Epidemiologic studies have identified a
number of factors that play a significant role in the development of CIN,
a precursor to cervical cancer (Palank 1998). As shown in Table
1, the
type and pattern of sexual activity, especially in teenagers, is a major
factor in determining whether a person becomes infected with HPV. As a
result of relaxed attitudes about sexuality among adolescents in many
cultures, the number of sexual partners that teenagers have before age 20
can be quite large, and each of their partners also may have had multiple
partners. As a consequence, this pattern of sexual activity increases
their risk of exposure to STDs, especially HPV.
Table 1. Risk Factors for Cervical Cancer
Another risk factor is having a blood
relative (mother or sister) with cervical cancer. Magnusson, Sparen and
Gyllensten (1999) compared the incidence of dysplasia and CIS in relatives
of women with disease and in age-matched controls. They found a
significant familial clustering among biological, but not adoptive,
relatives. For biological mothers compared to control cases, the relative
risk was 1.8 whereas for adoptive mothers the relative risk was not
significantly different from controls (1.1). For biological full sisters,
the relative risk was even higher (1.9) versus 1.1 for nonbiological
sisters. These data provide strong epidemiological evidence for a genetic
link to the development of cervical cancer and its precursors.

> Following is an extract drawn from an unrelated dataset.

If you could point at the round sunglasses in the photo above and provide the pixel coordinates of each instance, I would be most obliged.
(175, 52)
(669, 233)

Suppression of the immune system due to
HIV infection also is an important risk factor because it makes the cells
lining the lower genital tract (vulva, vagina and cervix) more easily
infected by the cancer-inducing types of HPV (Stentella et al 1998). Other
less common conditions that cause immunosuppression include those
requiring chronic corticosteroid treatment, such as asthma or lupus
(McDonald 1999). Women also increase their risk for CIN by engaging in
other behaviors known to suppress the immune system. These include the use
of recreational drugs, alcohol and cigarettes. The latter is particularly
important because while a decrease in smoking among men has occurred, the
number of women who smoke has increased dramatically in recent
years—especially in teenage girls (McDonald 1999). Nicotine and the
byproducts of smoking are thought to increase a woman’s relative risk
for cervical cancer because they concentrate in the cervical mucus and
decrease the immune capability of Langerhan’s cells to protect cervical
tissue from invading oncogenic factors, such as HPV infection (Ylitalo et
al 1999).
In addition, there is substantial evidence
that HIV-positive women are at increased risk of developing cervical
cancer as well (Judson 1992). In two studies, both from high HIV
prevalence areas, a statistically significant association between HIV and
CIN was reported. Because the number of adolescents, as well as adults,
with HIV is rising in most countries where cervical cancer is largely
untreated, it can be expected that cervical cancer rates will continue to
increase, especially in areas where STDs and HIV/AIDS rates are high.
Finally, in many developing countries,
women who have abnormal Pap smears frequently do not receive treatment at
an early stage when cervical cancer could be prevented because:
-
there are long delays in reading and
reporting the results;
-
it is
difficult to locate the patient once the report becomes available;
-
the cost of treatment is not affordable
for many women, even when simple outpatient procedures are used; and
-
there is a lack of equipment as well as
service providers
trained to use and maintain it.
As a consequence, even in
countries where Pap smears are available, many women may not get the
treatment they need in a timely manner.